A 91-year-old man, who may be one of the oldest Swedes on record, has been convicted of hate speech after making online ridicule about Islam and Muslims.
Lokaltidningen reports that the senior Swedish man posted some comments in a Facebook group disparaging Muslims.
One of the posts written by the elderly man directly targeted the Muslims: – “You cannot, with the best will in the world, call these beings people. They seem to be inbred as they carry on,” he said.
The Kristianstad district court has convicted the man of hatred directed against an ethnic group, saying that the post had been up for nearly a year and that 12,000 people might have seen it.
The usual penalty for the crime of such magnitude includes two months in prison. But the 91-year-old was given a conditional sentence along with a fine of 6,500 Swedish kronor (£535/$700).
However, this isn't the first time the Swedish Court is handling such ‘hate speech' case. At the beginning of the year, a Swedish court convicted a 70-year-old man of “hate speech” for claiming on social media that “Somalis are lazy and don't work.”
According to the sentencing court, the man's Facebook post was “derogatory to the reputation of Somalis as a group.”

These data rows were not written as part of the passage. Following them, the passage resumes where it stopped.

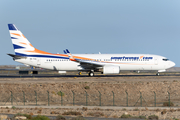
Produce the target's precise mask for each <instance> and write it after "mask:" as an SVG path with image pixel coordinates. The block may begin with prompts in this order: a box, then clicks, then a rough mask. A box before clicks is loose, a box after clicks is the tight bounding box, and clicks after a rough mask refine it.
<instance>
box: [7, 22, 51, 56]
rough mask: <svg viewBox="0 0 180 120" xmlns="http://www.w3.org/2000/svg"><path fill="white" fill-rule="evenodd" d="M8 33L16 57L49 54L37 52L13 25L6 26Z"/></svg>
mask: <svg viewBox="0 0 180 120" xmlns="http://www.w3.org/2000/svg"><path fill="white" fill-rule="evenodd" d="M8 27H9V32H10V36H11V40H12V44H13V47H14V52H15V54H16V55H20V56H28V55H39V54H49V53H47V52H44V51H41V50H38V49H36V48H34V47H33V46H32V44H31V43H30V42H29V41H28V39H27V38H26V37H25V36H24V35H23V34H22V32H21V31H20V30H19V29H18V28H17V27H16V26H15V25H14V24H8Z"/></svg>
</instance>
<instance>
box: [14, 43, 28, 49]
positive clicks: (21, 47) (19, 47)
mask: <svg viewBox="0 0 180 120" xmlns="http://www.w3.org/2000/svg"><path fill="white" fill-rule="evenodd" d="M13 46H14V49H21V48H25V47H21V46H19V45H15V44H13Z"/></svg>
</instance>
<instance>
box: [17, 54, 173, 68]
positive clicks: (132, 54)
mask: <svg viewBox="0 0 180 120" xmlns="http://www.w3.org/2000/svg"><path fill="white" fill-rule="evenodd" d="M73 55H74V56H79V57H82V58H90V59H91V60H90V59H87V61H90V62H91V61H92V62H97V64H101V65H104V66H105V65H106V66H107V65H111V66H120V70H165V69H168V68H170V67H173V66H174V65H175V63H174V62H172V61H169V60H167V59H166V58H165V57H162V56H158V55H151V54H73ZM92 59H93V60H92ZM15 61H17V62H20V63H23V64H26V65H31V66H35V67H40V68H44V69H49V70H57V71H83V70H84V69H83V68H82V67H81V65H80V63H78V62H75V61H71V60H69V59H68V58H66V59H64V58H62V59H61V58H49V57H26V58H24V59H16V60H15ZM100 68H103V67H100Z"/></svg>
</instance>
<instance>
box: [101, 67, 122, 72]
mask: <svg viewBox="0 0 180 120" xmlns="http://www.w3.org/2000/svg"><path fill="white" fill-rule="evenodd" d="M119 73H120V66H104V67H103V74H119Z"/></svg>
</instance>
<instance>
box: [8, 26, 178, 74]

In his hate speech post, the man claimed that some 20 percent of Somalis are out of work in Sweden because “they are the laziest people in this world.”

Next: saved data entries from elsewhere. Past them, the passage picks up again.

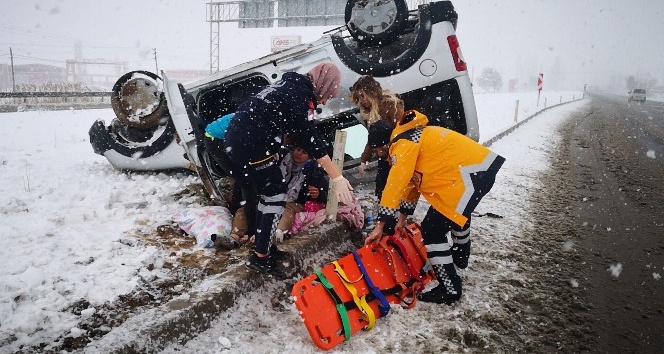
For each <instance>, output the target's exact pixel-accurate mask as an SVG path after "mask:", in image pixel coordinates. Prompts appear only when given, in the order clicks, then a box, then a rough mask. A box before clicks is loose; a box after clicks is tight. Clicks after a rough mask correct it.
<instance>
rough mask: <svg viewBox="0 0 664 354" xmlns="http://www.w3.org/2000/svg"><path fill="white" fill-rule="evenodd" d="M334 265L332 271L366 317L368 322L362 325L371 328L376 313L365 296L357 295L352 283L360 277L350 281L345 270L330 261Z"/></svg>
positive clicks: (338, 262) (374, 322)
mask: <svg viewBox="0 0 664 354" xmlns="http://www.w3.org/2000/svg"><path fill="white" fill-rule="evenodd" d="M332 264H333V265H334V271H335V272H336V273H337V275H338V276H339V278H340V279H341V282H342V283H343V284H344V286H345V287H346V289H347V290H348V292H349V293H350V294H351V295H352V296H353V302H355V305H357V308H358V309H360V311H362V313H363V314H364V317H365V318H366V319H367V322H368V324H367V325H366V326H365V327H364V329H365V330H370V329H372V328H373V326H374V325H375V324H376V315H375V314H374V312H373V309H371V306H369V304H368V303H367V300H366V296H362V297H361V298H360V297H359V296H358V295H357V289H356V288H355V285H353V283H355V282H357V281H359V280H361V279H362V277H360V278H359V279H358V280H356V281H354V282H351V281H350V280H349V279H348V276H346V272H344V270H343V268H341V265H339V262H337V261H334V262H332Z"/></svg>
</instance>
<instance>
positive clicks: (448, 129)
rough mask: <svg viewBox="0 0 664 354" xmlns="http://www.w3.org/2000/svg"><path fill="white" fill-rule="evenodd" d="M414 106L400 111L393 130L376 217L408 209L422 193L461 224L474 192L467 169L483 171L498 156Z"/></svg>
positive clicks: (484, 147) (411, 207)
mask: <svg viewBox="0 0 664 354" xmlns="http://www.w3.org/2000/svg"><path fill="white" fill-rule="evenodd" d="M427 123H428V119H427V117H426V116H425V115H423V114H421V113H420V112H417V111H409V112H406V113H405V114H404V118H403V119H402V122H401V123H399V124H398V125H397V126H396V127H395V128H394V131H393V132H392V139H391V140H392V145H391V146H390V157H389V159H390V163H391V164H392V168H391V169H390V174H389V177H388V179H387V185H386V186H385V189H384V190H383V195H382V198H381V201H380V208H379V220H380V219H383V220H389V219H390V218H391V219H392V220H393V218H394V217H395V213H396V211H397V210H399V209H400V210H401V212H403V213H406V214H412V213H413V211H414V210H415V206H416V205H417V201H418V200H419V198H420V195H422V196H423V197H424V198H425V199H426V200H427V201H428V202H429V204H431V206H432V207H433V208H434V209H436V210H437V211H438V212H440V213H441V214H443V215H445V216H446V217H447V218H449V219H450V220H452V221H453V222H454V223H456V224H458V225H460V226H463V225H464V224H465V223H466V221H467V220H468V218H467V217H466V216H464V215H463V213H464V210H465V209H466V205H467V204H468V201H469V199H470V197H471V196H472V195H473V193H474V192H475V186H473V183H472V180H471V175H472V174H475V173H478V172H485V171H487V169H488V168H489V166H491V164H492V163H493V162H494V160H495V159H496V158H497V157H498V155H496V154H495V153H493V152H492V151H491V150H489V149H487V148H486V147H484V146H482V145H481V144H479V143H477V142H475V141H474V140H472V139H470V138H468V137H467V136H465V135H462V134H459V133H457V132H455V131H453V130H449V129H446V128H442V127H435V126H427Z"/></svg>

Also in August 2017, a Gothenburg man, also in his 70s, was fined €1,340 for calling Muslims “monkeys” on a Swedish Facebook page that had 4,000 members.
According to Swedish law, a remark is considered hate speech when it attacks an entire group of people to the extent of ruining the group's reputation.
In the last several years, Sweden has experienced increased hate speech crimes more particularly during the migrant crisis of 2015. Luckily, there has been more arrest and fines which has seen a decrease in reported hate speech crimes.
The Swedish government has also made it clear that it will not tolerate ‘hate speech' crime and has heavily invested in hate crime projects.
The Swedish government is expected to receive 7.5 million Swedish Kronor (£618,375/$807,150) from the European Union this year for the same course.